Armando Palacio Valdés


Cuento


Tengo un amo, tengo un tirano que, a su capricho, me inspira pensamientos tristes o alegres, me hace confiado o receloso, sopla sobre mí huracanes de cólera o suaves brisas de benevolencia, me dicta unas veces palabras humildes, otras, bien soberbias. ¡Oh, qué bien agarrado me tiene con sus manos poderosas! Pero no me someto, y ésa es mi dicha. Le odio, y le persigo sin tregua noche y día. Él lo sabe, y me vigila. ¡Si algún día se descuidase!... ¡Con qué placer cortaría esta funesta comunicación que mi alma, que mi yo esencial mantiene con la oficina donde el déspota dicta sus órdenes! Quisiera ser libre, quisiera escapar a esos serviles emisarios suyos que se llaman nervios. Mientras ese momento llega, me esfuerzo en dominarlos.
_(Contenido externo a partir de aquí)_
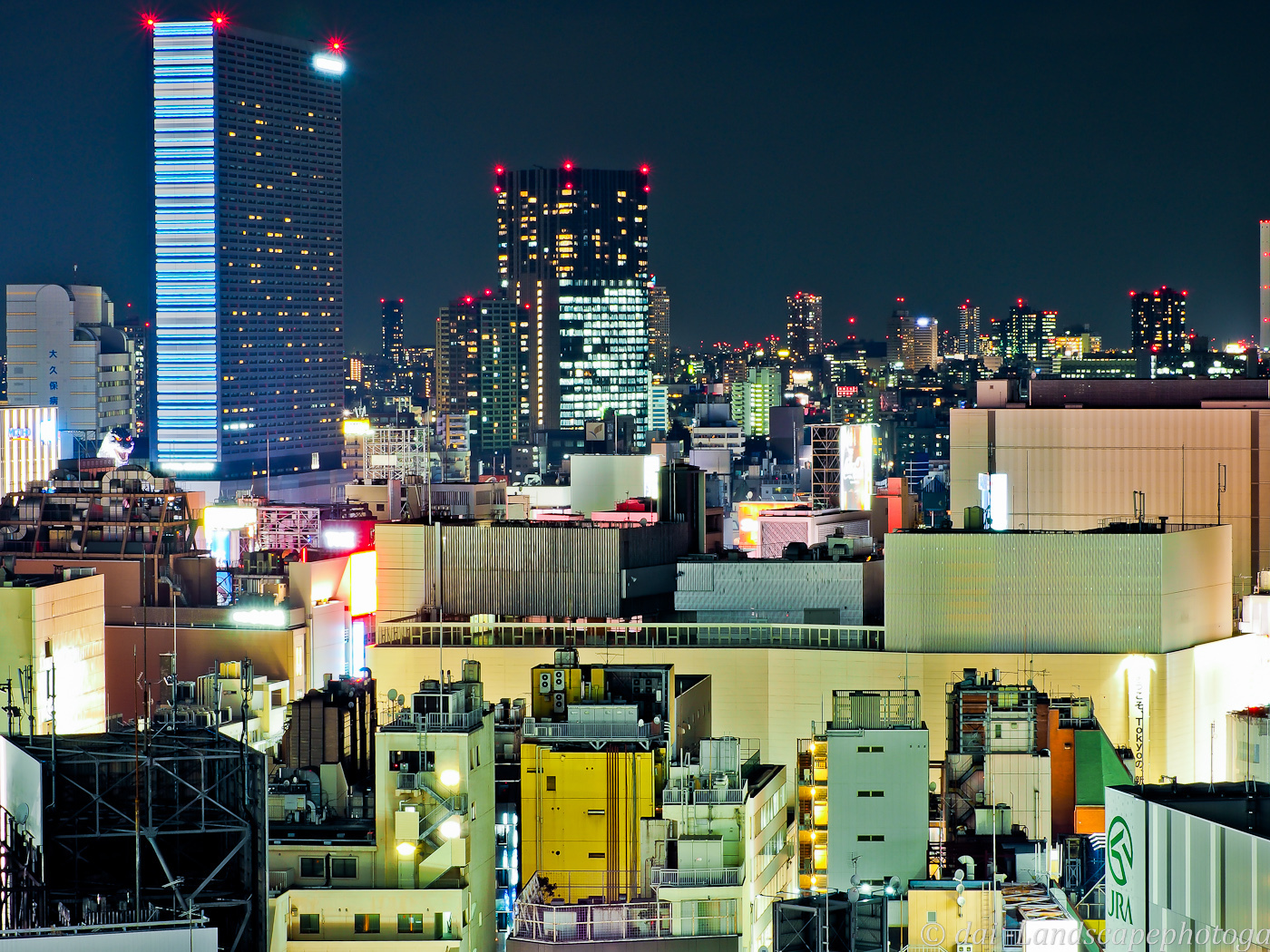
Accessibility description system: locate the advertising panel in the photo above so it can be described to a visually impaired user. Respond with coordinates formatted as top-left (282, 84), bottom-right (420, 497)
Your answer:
top-left (348, 551), bottom-right (378, 617)
top-left (737, 500), bottom-right (806, 549)
top-left (1106, 787), bottom-right (1147, 952)
top-left (0, 406), bottom-right (60, 494)
top-left (838, 423), bottom-right (874, 509)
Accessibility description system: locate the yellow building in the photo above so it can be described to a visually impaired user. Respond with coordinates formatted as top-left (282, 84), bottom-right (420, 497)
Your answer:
top-left (521, 742), bottom-right (664, 901)
top-left (521, 648), bottom-right (676, 901)
top-left (269, 661), bottom-right (495, 952)
top-left (0, 568), bottom-right (105, 733)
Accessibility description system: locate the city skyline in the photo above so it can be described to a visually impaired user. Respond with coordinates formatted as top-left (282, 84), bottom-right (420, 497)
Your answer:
top-left (0, 1), bottom-right (1270, 349)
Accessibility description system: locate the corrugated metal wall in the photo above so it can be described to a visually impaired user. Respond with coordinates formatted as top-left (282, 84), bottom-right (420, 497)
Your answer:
top-left (674, 559), bottom-right (864, 625)
top-left (885, 532), bottom-right (1165, 654)
top-left (376, 523), bottom-right (691, 621)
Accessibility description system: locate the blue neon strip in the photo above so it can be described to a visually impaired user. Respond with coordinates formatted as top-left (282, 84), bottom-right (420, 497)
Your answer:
top-left (153, 22), bottom-right (220, 471)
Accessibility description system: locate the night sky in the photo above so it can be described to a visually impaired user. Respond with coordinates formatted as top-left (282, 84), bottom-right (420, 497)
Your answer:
top-left (0, 0), bottom-right (1270, 350)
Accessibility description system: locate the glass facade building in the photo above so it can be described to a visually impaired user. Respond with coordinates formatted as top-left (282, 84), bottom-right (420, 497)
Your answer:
top-left (151, 22), bottom-right (344, 477)
top-left (494, 161), bottom-right (649, 437)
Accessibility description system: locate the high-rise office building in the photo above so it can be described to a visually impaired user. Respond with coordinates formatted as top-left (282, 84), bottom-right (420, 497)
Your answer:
top-left (731, 367), bottom-right (785, 437)
top-left (1004, 298), bottom-right (1058, 372)
top-left (956, 298), bottom-right (979, 356)
top-left (648, 274), bottom-right (670, 377)
top-left (380, 297), bottom-right (405, 387)
top-left (435, 291), bottom-right (521, 452)
top-left (1130, 287), bottom-right (1188, 355)
top-left (904, 316), bottom-right (940, 371)
top-left (6, 285), bottom-right (136, 456)
top-left (1258, 219), bottom-right (1270, 350)
top-left (494, 161), bottom-right (649, 438)
top-left (886, 297), bottom-right (912, 364)
top-left (151, 16), bottom-right (344, 477)
top-left (437, 295), bottom-right (480, 416)
top-left (785, 291), bottom-right (825, 359)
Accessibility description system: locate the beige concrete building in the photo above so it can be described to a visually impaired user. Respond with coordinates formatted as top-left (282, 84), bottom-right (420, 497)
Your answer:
top-left (885, 524), bottom-right (1233, 654)
top-left (269, 659), bottom-right (495, 952)
top-left (0, 568), bottom-right (105, 733)
top-left (954, 411), bottom-right (1270, 594)
top-left (366, 636), bottom-right (1168, 806)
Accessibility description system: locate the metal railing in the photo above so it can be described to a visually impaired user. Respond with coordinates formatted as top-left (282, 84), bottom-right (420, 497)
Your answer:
top-left (0, 913), bottom-right (207, 939)
top-left (512, 902), bottom-right (673, 942)
top-left (651, 866), bottom-right (746, 889)
top-left (375, 618), bottom-right (885, 651)
top-left (380, 711), bottom-right (485, 733)
top-left (521, 717), bottom-right (653, 740)
top-left (661, 787), bottom-right (746, 806)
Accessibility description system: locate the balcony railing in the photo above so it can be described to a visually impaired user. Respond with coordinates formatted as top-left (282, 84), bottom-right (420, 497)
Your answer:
top-left (375, 618), bottom-right (885, 651)
top-left (653, 866), bottom-right (746, 889)
top-left (661, 787), bottom-right (746, 806)
top-left (381, 711), bottom-right (485, 733)
top-left (521, 717), bottom-right (653, 740)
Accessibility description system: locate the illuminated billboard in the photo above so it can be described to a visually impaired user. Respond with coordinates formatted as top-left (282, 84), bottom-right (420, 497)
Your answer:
top-left (0, 406), bottom-right (58, 492)
top-left (838, 423), bottom-right (874, 509)
top-left (737, 500), bottom-right (806, 549)
top-left (348, 551), bottom-right (378, 617)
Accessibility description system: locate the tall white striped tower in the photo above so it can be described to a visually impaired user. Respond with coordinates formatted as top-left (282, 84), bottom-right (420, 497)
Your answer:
top-left (1257, 219), bottom-right (1270, 350)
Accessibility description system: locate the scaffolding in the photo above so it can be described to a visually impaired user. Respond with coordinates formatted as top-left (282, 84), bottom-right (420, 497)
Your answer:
top-left (255, 505), bottom-right (321, 551)
top-left (0, 727), bottom-right (267, 952)
top-left (807, 423), bottom-right (844, 509)
top-left (362, 426), bottom-right (432, 486)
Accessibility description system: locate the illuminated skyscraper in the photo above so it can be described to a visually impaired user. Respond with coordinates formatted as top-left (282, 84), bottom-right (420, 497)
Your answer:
top-left (1004, 298), bottom-right (1058, 374)
top-left (435, 291), bottom-right (523, 452)
top-left (785, 291), bottom-right (825, 358)
top-left (1130, 288), bottom-right (1190, 355)
top-left (494, 161), bottom-right (649, 434)
top-left (1258, 219), bottom-right (1270, 350)
top-left (648, 276), bottom-right (670, 374)
top-left (380, 297), bottom-right (405, 387)
top-left (151, 22), bottom-right (344, 477)
top-left (956, 299), bottom-right (979, 356)
top-left (886, 297), bottom-right (913, 365)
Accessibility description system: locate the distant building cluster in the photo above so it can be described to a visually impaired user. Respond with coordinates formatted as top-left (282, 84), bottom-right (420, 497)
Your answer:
top-left (0, 13), bottom-right (1270, 952)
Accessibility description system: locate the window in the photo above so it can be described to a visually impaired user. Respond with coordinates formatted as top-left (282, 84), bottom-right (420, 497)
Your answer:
top-left (388, 750), bottom-right (437, 773)
top-left (397, 913), bottom-right (423, 933)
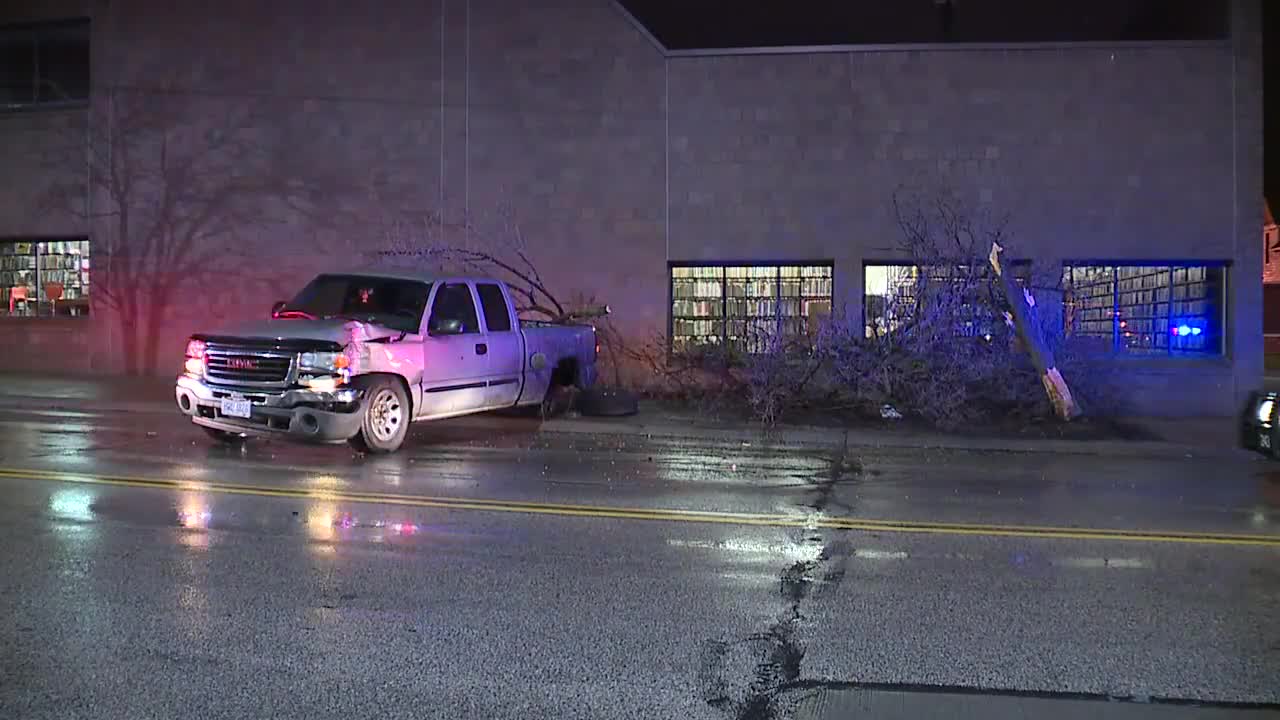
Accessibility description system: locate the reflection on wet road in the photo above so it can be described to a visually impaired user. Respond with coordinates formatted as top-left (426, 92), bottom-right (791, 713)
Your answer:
top-left (0, 411), bottom-right (1280, 717)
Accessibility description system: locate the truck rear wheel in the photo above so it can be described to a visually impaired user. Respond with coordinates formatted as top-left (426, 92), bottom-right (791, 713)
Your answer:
top-left (347, 378), bottom-right (410, 454)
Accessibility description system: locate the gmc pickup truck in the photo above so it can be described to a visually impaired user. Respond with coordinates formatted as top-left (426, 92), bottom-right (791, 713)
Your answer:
top-left (175, 273), bottom-right (599, 454)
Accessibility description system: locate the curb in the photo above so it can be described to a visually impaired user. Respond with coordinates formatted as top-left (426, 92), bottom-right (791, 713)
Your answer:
top-left (0, 396), bottom-right (1261, 461)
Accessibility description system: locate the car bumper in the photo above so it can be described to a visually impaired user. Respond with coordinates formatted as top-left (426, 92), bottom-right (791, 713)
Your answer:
top-left (174, 375), bottom-right (364, 442)
top-left (1240, 392), bottom-right (1280, 456)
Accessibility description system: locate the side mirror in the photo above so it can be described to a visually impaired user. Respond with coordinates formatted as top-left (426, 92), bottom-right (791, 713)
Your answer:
top-left (426, 318), bottom-right (467, 336)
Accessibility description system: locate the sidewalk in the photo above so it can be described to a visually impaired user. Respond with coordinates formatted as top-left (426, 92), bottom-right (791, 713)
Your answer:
top-left (0, 374), bottom-right (1260, 460)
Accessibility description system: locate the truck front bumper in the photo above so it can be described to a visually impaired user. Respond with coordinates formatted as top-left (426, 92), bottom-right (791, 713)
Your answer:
top-left (174, 374), bottom-right (365, 442)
Los azoto con agua fría todas las mañanas, les envío oleadas de sangre roja por ver si los asfixio, y me desespero observando su increíble resistencia. Cuantos proyectos hermosos me trazo en la vida, tantos me desbaratan los indignos. He querido ser manso y humilde de corazón, y hasta pienso que empecé la carrera con buenos auspicios. Me pisaban los callos de los pies, y, en vez de soltar una fea interjección, sonreía dulcemente a mis verdugos; cuando alguno ensalzaba mis escritos, me confundía de rubor; sufría sin pestañear la lectura de un drama, si algún poeta era servido en propinármela; leía sin reirme las reseñas de las sesiones del Senado; ejecutaba, en fin, tales actos de abnegación y sacrificio, que me creía en el pináculo de la santidad. Mis ojos debían de brillar con el suave fulgor de los bienaventurados. Me sorprendía que tardara tanto en bajar un ángel a ponerme un nimbo sobre la cabeza y una vara de nardo en la mano.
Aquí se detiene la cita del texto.